I'm deeply suspicious of the subtext of the article. I hear these undertones: CEOs are supposed to work long hours. They need to have their hands on the wheel during a crisis. Playing golf or otherwise doing something relaxing on a weekday is loafing off. Anyone who would golf on all those days must be disconnected from his company's day-to-day reality.

But what if the truth is more complicated? Is it possible to help manage through a crisis and still get eighteen holes in after five p.m.? I don't think McGeehan wanted to know--it could have spoiled his clever story.

I'm rooting for Cayne here. Maybe he's more than a big-shot prima donna who lands his helicopter on the practice range. Maybe he's figured out a way to get some balance in his life.
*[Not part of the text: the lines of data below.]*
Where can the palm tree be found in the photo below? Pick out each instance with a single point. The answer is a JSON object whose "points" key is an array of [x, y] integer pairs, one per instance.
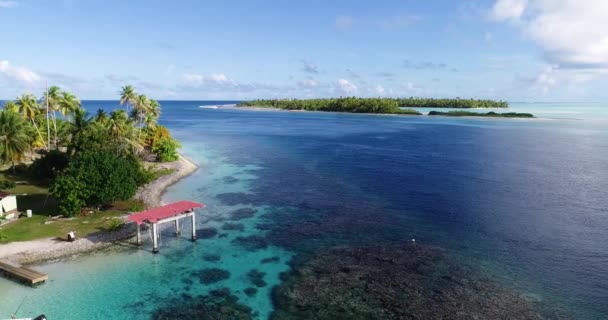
{"points": [[142, 106], [117, 124], [51, 99], [127, 96], [29, 108], [101, 115], [11, 106], [80, 124], [14, 140], [68, 104]]}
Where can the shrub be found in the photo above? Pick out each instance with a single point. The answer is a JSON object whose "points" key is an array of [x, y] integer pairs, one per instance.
{"points": [[95, 179], [49, 165], [115, 224], [137, 206], [7, 184]]}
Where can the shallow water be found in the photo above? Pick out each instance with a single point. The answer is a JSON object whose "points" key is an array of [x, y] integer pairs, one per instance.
{"points": [[524, 200]]}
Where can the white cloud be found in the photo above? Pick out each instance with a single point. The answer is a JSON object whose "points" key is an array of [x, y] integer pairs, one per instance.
{"points": [[402, 21], [346, 86], [546, 79], [346, 23], [308, 84], [8, 4], [220, 79], [19, 74], [379, 90], [170, 69], [309, 67], [572, 33], [508, 9], [489, 36]]}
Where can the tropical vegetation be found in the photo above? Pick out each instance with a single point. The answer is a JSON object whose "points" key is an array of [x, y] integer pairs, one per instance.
{"points": [[373, 105], [348, 104], [86, 160], [481, 114]]}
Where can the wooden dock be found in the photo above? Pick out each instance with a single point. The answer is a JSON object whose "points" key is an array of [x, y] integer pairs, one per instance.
{"points": [[23, 274]]}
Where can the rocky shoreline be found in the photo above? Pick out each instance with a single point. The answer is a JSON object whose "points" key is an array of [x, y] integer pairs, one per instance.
{"points": [[39, 251]]}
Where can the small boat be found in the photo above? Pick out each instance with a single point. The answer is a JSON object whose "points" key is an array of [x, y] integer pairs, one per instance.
{"points": [[40, 317]]}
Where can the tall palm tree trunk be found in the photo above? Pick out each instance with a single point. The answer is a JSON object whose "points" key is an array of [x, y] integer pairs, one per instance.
{"points": [[55, 126], [139, 135], [39, 134]]}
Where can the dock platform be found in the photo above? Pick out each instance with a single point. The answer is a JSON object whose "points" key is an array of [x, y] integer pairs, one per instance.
{"points": [[23, 274]]}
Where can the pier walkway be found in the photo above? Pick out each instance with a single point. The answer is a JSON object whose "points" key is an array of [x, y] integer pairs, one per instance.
{"points": [[23, 274]]}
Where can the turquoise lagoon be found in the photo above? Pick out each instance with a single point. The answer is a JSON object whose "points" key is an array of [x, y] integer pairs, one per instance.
{"points": [[523, 200]]}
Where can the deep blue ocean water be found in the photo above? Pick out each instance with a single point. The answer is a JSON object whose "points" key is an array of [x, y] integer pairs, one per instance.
{"points": [[524, 200]]}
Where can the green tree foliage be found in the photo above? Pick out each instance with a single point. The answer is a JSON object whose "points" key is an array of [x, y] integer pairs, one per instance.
{"points": [[166, 149], [373, 105], [481, 114], [349, 104], [71, 193], [96, 179], [7, 184], [49, 165], [14, 138]]}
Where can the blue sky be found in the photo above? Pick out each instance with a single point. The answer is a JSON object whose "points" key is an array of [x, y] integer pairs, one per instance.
{"points": [[518, 50]]}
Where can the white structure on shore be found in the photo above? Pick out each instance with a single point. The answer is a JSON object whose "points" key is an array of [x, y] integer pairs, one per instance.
{"points": [[8, 206]]}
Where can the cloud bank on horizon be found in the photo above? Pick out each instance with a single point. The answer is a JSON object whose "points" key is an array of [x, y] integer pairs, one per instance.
{"points": [[502, 49]]}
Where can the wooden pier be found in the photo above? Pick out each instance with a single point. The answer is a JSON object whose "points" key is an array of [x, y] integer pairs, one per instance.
{"points": [[23, 274], [168, 213]]}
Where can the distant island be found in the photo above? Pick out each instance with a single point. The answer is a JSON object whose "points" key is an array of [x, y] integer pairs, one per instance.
{"points": [[372, 105], [481, 114]]}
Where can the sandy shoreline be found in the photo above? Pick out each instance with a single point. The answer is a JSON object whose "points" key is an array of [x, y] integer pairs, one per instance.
{"points": [[41, 250]]}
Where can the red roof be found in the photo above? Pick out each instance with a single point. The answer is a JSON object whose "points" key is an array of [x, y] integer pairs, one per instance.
{"points": [[163, 212]]}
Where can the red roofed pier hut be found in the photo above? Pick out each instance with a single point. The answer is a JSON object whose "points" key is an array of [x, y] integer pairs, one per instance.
{"points": [[168, 213]]}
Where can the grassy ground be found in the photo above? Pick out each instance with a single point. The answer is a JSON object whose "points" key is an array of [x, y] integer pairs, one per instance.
{"points": [[34, 196], [35, 228]]}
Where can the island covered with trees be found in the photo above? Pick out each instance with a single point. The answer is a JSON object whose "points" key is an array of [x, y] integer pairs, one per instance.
{"points": [[80, 162], [481, 114], [348, 104], [372, 105]]}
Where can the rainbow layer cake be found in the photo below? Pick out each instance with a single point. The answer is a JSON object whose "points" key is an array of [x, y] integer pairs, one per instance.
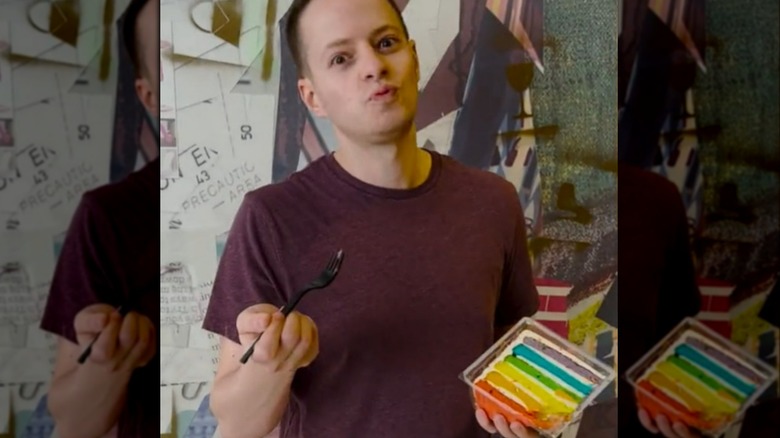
{"points": [[537, 382], [700, 383]]}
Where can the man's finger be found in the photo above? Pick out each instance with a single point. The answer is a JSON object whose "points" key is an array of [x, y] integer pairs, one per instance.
{"points": [[485, 422], [503, 427], [291, 337], [314, 349], [648, 424], [252, 323], [268, 346], [665, 427], [105, 346], [682, 430], [128, 333], [305, 343], [521, 431]]}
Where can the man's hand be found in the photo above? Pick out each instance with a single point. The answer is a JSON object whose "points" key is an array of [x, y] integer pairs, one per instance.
{"points": [[501, 426], [122, 344], [665, 427], [286, 344]]}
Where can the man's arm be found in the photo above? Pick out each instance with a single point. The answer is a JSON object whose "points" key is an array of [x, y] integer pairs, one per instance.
{"points": [[85, 400], [249, 399], [518, 297]]}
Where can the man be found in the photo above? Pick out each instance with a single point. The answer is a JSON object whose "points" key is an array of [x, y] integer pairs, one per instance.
{"points": [[658, 282], [110, 258], [435, 260]]}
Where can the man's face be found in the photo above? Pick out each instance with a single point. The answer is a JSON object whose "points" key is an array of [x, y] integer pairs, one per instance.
{"points": [[361, 72], [147, 31]]}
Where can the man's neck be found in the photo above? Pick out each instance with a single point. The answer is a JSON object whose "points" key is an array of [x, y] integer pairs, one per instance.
{"points": [[399, 165]]}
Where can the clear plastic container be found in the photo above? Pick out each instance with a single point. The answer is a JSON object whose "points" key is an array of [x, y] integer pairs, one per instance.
{"points": [[713, 381], [560, 393]]}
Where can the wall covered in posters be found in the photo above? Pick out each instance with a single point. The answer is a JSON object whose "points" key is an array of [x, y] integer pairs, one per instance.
{"points": [[72, 77], [513, 87], [715, 135]]}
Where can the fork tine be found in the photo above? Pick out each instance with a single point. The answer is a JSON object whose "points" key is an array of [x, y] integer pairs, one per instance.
{"points": [[331, 262], [339, 258]]}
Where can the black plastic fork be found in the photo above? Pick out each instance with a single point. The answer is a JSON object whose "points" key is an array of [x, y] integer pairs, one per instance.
{"points": [[324, 279]]}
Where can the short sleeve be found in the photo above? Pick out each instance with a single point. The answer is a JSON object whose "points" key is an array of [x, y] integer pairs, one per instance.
{"points": [[519, 297], [245, 275], [81, 277]]}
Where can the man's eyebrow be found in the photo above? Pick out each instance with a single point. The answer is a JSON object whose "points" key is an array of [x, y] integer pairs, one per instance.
{"points": [[377, 31]]}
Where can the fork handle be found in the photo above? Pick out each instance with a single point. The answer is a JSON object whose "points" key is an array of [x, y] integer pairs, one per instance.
{"points": [[286, 310], [290, 306]]}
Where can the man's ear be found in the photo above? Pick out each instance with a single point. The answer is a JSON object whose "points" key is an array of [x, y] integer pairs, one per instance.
{"points": [[147, 96], [309, 97], [416, 59]]}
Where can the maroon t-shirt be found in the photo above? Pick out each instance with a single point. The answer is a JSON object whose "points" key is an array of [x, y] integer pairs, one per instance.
{"points": [[657, 275], [111, 255], [428, 274]]}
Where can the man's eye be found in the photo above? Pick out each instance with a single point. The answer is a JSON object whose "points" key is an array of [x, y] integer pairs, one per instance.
{"points": [[387, 42], [338, 59]]}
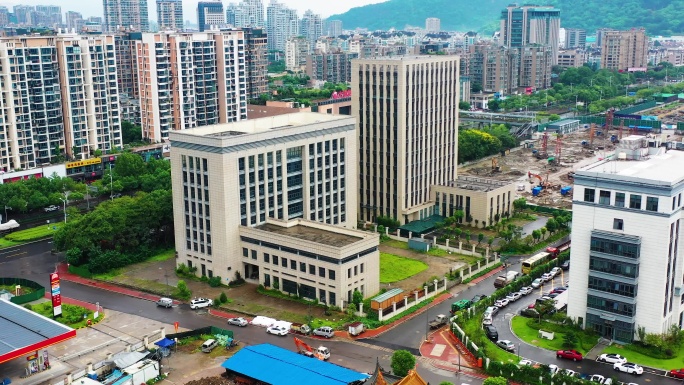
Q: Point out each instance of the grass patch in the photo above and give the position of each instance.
(525, 331)
(642, 359)
(33, 234)
(394, 268)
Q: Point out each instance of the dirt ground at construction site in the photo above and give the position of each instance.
(528, 167)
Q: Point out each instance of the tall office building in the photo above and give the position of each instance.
(273, 199)
(622, 50)
(170, 15)
(128, 14)
(403, 150)
(530, 24)
(311, 27)
(190, 80)
(64, 97)
(282, 23)
(256, 57)
(575, 38)
(626, 226)
(334, 28)
(210, 14)
(432, 24)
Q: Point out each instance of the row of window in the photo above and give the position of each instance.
(635, 200)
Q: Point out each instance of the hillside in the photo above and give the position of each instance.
(659, 17)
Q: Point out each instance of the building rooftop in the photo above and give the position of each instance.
(312, 234)
(657, 168)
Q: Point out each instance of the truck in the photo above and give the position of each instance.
(356, 328)
(439, 321)
(504, 280)
(300, 328)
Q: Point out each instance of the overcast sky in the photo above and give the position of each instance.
(94, 7)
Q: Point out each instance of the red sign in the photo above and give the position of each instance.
(56, 295)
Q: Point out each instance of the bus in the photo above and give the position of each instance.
(534, 261)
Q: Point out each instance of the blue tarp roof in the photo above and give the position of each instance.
(288, 368)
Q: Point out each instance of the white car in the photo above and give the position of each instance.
(629, 367)
(525, 290)
(514, 297)
(612, 358)
(198, 303)
(239, 321)
(277, 330)
(503, 302)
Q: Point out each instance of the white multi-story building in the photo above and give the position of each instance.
(273, 200)
(190, 80)
(282, 23)
(59, 95)
(627, 267)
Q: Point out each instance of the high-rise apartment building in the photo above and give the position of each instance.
(333, 67)
(334, 28)
(170, 15)
(210, 14)
(190, 80)
(622, 50)
(627, 267)
(63, 98)
(128, 14)
(530, 24)
(575, 38)
(403, 150)
(311, 27)
(273, 200)
(282, 23)
(256, 57)
(433, 24)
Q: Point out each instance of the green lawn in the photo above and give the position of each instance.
(642, 359)
(394, 268)
(530, 335)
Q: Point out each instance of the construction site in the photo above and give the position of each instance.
(543, 167)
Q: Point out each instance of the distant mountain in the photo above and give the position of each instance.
(659, 17)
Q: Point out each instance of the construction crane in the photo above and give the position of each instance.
(322, 353)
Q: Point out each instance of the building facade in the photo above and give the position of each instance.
(210, 15)
(333, 67)
(284, 204)
(170, 15)
(622, 50)
(403, 151)
(190, 80)
(128, 14)
(627, 267)
(60, 97)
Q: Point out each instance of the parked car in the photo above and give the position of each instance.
(629, 367)
(165, 302)
(513, 297)
(239, 321)
(569, 355)
(51, 208)
(612, 358)
(198, 303)
(324, 331)
(502, 303)
(491, 332)
(506, 345)
(525, 290)
(277, 330)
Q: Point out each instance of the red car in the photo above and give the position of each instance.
(569, 354)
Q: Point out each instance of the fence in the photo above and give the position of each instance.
(37, 293)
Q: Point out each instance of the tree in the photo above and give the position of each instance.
(495, 381)
(402, 362)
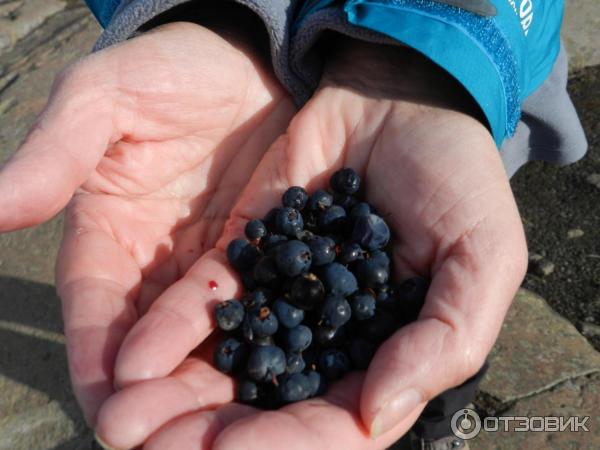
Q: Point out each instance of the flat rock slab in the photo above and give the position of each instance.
(572, 398)
(536, 349)
(19, 18)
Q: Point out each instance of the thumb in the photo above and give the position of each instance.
(62, 148)
(465, 306)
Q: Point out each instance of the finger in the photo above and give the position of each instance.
(177, 322)
(463, 312)
(131, 415)
(63, 147)
(197, 431)
(97, 281)
(302, 425)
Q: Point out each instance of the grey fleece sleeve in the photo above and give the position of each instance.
(549, 128)
(277, 16)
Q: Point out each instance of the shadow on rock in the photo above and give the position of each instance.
(32, 351)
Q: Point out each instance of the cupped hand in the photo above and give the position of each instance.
(433, 171)
(150, 142)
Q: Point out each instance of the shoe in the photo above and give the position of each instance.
(445, 443)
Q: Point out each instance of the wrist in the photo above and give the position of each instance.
(394, 72)
(234, 23)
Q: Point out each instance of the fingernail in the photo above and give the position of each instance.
(394, 411)
(102, 444)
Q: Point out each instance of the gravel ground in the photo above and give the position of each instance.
(554, 200)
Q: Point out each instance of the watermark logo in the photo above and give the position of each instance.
(466, 424)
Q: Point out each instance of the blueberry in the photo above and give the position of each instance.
(265, 271)
(295, 363)
(350, 252)
(310, 219)
(337, 279)
(386, 298)
(297, 339)
(229, 314)
(262, 322)
(372, 272)
(293, 258)
(256, 299)
(294, 388)
(295, 197)
(320, 200)
(363, 306)
(262, 341)
(289, 221)
(345, 181)
(332, 219)
(345, 201)
(265, 363)
(289, 316)
(268, 243)
(306, 291)
(230, 355)
(322, 249)
(334, 364)
(328, 337)
(371, 232)
(335, 312)
(248, 392)
(255, 229)
(361, 209)
(361, 353)
(317, 383)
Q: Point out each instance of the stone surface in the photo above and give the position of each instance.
(581, 18)
(536, 349)
(575, 233)
(594, 179)
(18, 19)
(37, 407)
(579, 397)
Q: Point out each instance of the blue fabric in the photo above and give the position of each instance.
(103, 10)
(499, 60)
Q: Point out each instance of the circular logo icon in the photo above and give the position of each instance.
(466, 423)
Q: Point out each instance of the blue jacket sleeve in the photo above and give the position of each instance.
(103, 9)
(500, 60)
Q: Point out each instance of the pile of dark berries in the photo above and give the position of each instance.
(319, 299)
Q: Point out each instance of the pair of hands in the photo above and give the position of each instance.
(165, 145)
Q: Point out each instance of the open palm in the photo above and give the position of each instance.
(159, 136)
(436, 176)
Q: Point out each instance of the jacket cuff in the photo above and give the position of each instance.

If, while he was out on the golf course, he was working his lieutenants twenty hours a day on this situation, that's one thing. But if the entire executive team or for that matter if the entire company is able to create some kind of work-life balance, as opposed to grinding it out sixty or seventy hours a week, then I have three words for Mr. Cayne:

Good for you.

UPDATE 16 Jul 2007: New York Times Dealbook reports that Cayne's club is investigating him for possibly changing his score in order to win a recent tournament at the club. If this allegation turns out to be true, then he's a loser in my book and I will disavow what I wrote in this post. Because if you will cheat to win at golf, then you unquestionably lack balance in your life.